Su Wikipedia in inglese si può leggere la famosa preghiera della sera contenuta nel libro (citata anche in qualche film e telefilm: “...se dovessi morire prima di svegliarmi, ti prego Signore di prendere la mia anima”) e l’Abc illustrato con versi in rima (lettera A: “In Adams fall, we sinned all”, “Nella caduta di Adamo, tutti peccammo). Nell’originale non c’era il colore di sfondo, e la lettera dell’alfabeto era stampata accanto all’illustrazione.

Per tornare a Webster, il nome di Franklin non compare mai nella sua pagina su Wikipedia, mentre altrove viene citato il fatto che lui stesso ha scritto di avere sentito Franklin dire che a volte pronuncia meglio chi non sa come si pronuncia.
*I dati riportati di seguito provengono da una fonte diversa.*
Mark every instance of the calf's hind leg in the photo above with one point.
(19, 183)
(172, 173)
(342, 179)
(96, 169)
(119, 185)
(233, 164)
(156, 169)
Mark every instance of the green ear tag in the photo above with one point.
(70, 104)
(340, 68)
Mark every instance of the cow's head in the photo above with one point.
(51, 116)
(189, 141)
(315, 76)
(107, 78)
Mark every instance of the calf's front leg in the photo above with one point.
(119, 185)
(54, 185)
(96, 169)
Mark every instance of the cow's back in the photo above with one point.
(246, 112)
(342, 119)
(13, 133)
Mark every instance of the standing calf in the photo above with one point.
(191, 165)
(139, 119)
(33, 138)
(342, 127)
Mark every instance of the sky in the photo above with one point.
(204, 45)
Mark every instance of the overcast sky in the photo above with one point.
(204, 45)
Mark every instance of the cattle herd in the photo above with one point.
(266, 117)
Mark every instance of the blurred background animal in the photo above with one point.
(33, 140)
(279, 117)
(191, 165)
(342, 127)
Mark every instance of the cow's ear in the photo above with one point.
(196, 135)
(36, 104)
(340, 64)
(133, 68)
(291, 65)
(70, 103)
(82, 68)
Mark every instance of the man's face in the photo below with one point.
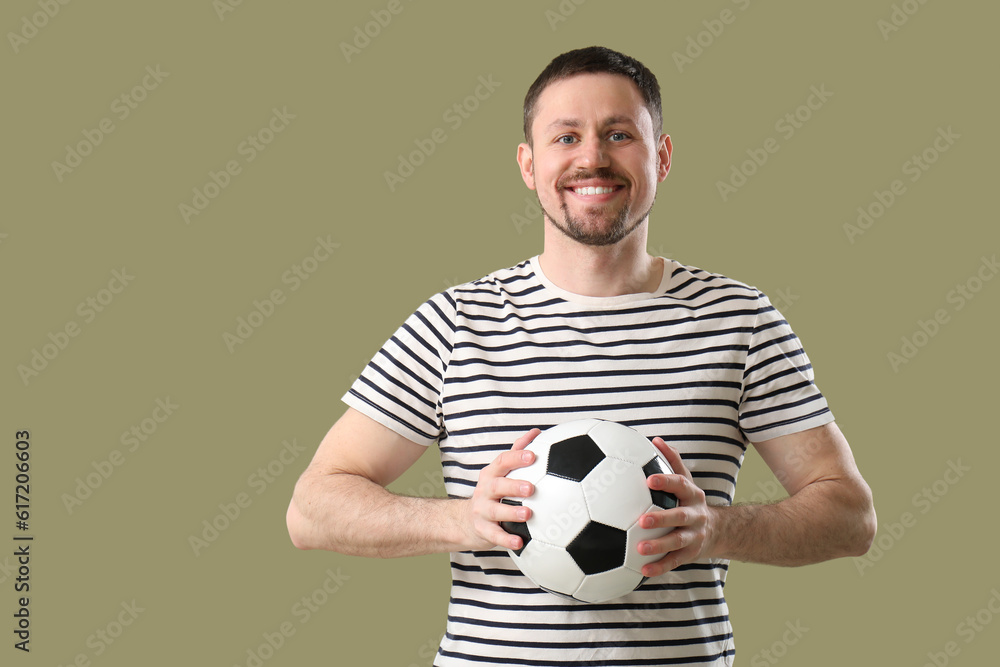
(595, 157)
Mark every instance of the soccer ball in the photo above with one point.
(590, 490)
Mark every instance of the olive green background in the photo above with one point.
(462, 213)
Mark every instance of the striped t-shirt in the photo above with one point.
(704, 362)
Che voleva dire che non conoscere le regole e le eccezioni portava a regolarizzare l’ortografia.

La guerra d’indipendenza era appena stata vinta, e per Webster quello era il momento adatto per dare vita ad una lingua nazionale, così come era stato fatto per il governo. “L’America è nella situazione più favorevole possibile per grandi riforme”, aveva scritto nel suo trattato Dissertazione sulla lingua inglese, 1789.